Lenard Blames in Part a Centralized Policy From FERC
WASHINGTON D.C. - The promise of electricity "restructuring," namely replacing regulation with competition in major parts of the electricity industry, has proven to be elusive, The Progress & Freedom Foundation Senior Fellow Tom Lenard writes in a new Progress on Point, "Electricity 'Restructuring': What Went Wrong." Lenard, PFF Vice President of Research, said the Federal Energy Regulatory Commission had been on a viable path toward competition but since has taken missteps.
“After a decade of trying, we have failed in the two policy areas that are key to obtaining the benefits of competition: developing a transmission policy that is supportive of competitive markets, and developing the demand side of the market," Lenard writes. "The most obvious symptom of our failure to develop and implement a sound transmission policy is the failure to attract the investment capital needed to support the new demands of a competitive wholesale market or even to support the normal growth of the market.”
Congress has failed to enact electricity regulation over the last decade, and in the absence of congressional action, competition policy has been driven by FERC. But Lenard writes that under a new chairman, Pat Wood, FERC undermined a previous competition order (FERC Order 2000) by shifting to a more prescriptive approach, exemplified by FERC’s Standard Market Design proposal. "It proposed to design power markets and institutions at a level of detail virtually unprecedented in our economy and mandated the transfer of all transmission assets under FERC jurisdiction to non-owner, non-profit entities now called Independent Transmission Providers (ITPs)." Such a move displaced for-profit transmission companies (Transcos) but "did little or nothing to improve incentives for transmission investment. Instead, it relied on cumbersome planning processes."

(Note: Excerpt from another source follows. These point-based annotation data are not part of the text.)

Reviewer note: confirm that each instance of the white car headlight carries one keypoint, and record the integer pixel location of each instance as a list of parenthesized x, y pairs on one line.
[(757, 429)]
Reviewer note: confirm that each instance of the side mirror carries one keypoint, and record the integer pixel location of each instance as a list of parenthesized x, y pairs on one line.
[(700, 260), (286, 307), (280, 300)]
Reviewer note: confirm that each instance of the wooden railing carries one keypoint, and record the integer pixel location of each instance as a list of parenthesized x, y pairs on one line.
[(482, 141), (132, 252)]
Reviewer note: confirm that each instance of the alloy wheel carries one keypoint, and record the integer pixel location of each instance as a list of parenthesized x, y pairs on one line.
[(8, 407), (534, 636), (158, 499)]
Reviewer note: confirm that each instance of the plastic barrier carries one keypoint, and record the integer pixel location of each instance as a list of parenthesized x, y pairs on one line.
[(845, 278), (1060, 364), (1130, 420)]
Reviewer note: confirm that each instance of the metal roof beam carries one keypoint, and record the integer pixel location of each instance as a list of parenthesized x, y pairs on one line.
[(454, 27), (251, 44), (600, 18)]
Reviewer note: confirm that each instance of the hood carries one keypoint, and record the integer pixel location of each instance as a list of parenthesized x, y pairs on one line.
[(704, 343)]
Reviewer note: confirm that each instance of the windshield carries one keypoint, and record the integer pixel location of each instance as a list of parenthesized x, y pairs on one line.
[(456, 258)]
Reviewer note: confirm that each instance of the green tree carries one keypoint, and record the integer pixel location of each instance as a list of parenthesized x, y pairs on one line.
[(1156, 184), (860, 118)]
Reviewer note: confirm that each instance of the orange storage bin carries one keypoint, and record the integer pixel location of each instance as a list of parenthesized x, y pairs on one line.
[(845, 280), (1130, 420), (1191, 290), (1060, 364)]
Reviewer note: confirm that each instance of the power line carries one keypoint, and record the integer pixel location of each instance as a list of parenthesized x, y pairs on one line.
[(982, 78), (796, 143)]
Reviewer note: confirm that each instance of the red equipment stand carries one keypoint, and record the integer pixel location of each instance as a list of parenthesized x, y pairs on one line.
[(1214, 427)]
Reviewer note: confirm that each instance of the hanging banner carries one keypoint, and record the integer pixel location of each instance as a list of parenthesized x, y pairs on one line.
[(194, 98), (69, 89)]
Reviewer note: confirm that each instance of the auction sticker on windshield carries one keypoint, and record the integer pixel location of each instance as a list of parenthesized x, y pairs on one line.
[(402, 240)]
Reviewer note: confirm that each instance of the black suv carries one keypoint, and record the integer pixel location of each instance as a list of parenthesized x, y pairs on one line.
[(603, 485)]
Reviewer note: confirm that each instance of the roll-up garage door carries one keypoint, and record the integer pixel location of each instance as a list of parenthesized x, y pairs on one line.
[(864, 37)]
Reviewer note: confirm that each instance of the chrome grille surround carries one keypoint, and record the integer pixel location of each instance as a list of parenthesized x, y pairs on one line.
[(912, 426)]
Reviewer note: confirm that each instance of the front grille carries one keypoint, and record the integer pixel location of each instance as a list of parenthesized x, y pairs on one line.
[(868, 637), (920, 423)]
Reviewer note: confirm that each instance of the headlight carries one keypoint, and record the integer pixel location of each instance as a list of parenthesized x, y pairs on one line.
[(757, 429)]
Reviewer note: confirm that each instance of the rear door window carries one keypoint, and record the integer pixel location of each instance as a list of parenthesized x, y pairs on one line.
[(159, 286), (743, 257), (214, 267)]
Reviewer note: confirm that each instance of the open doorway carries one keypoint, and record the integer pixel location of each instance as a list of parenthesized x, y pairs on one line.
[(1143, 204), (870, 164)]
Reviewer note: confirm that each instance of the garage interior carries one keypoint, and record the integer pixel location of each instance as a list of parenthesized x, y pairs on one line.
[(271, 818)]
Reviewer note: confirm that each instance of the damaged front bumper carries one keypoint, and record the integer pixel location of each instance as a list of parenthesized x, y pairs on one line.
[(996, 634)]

On the positive side, Lenard writes, "FERC has been sufficiently constrained so it is not able to force the new model everywhere." In addition, "if there is another change of personnel at the FERC, it still may be possible to shift policy to get back to the more modest, less prescriptive path the agency was following."
"Electricity 'Restructuring': What Went Wrong" is based on a speech Lenard gave recently at a conference titled “Electricity Transmission in Deregulated Markets: Challenges, Opportunities, and Necessary R&D Agenda." It was co-sponsored by Carnegie Mellon University, the Electric Power Research Institute and the U.S. National Science Foundation.
The Progress & Freedom Foundation is a market-oriented think tank that studies the digital revolution and its implications for public policy. It is a 501(c)(3) research & educational organization.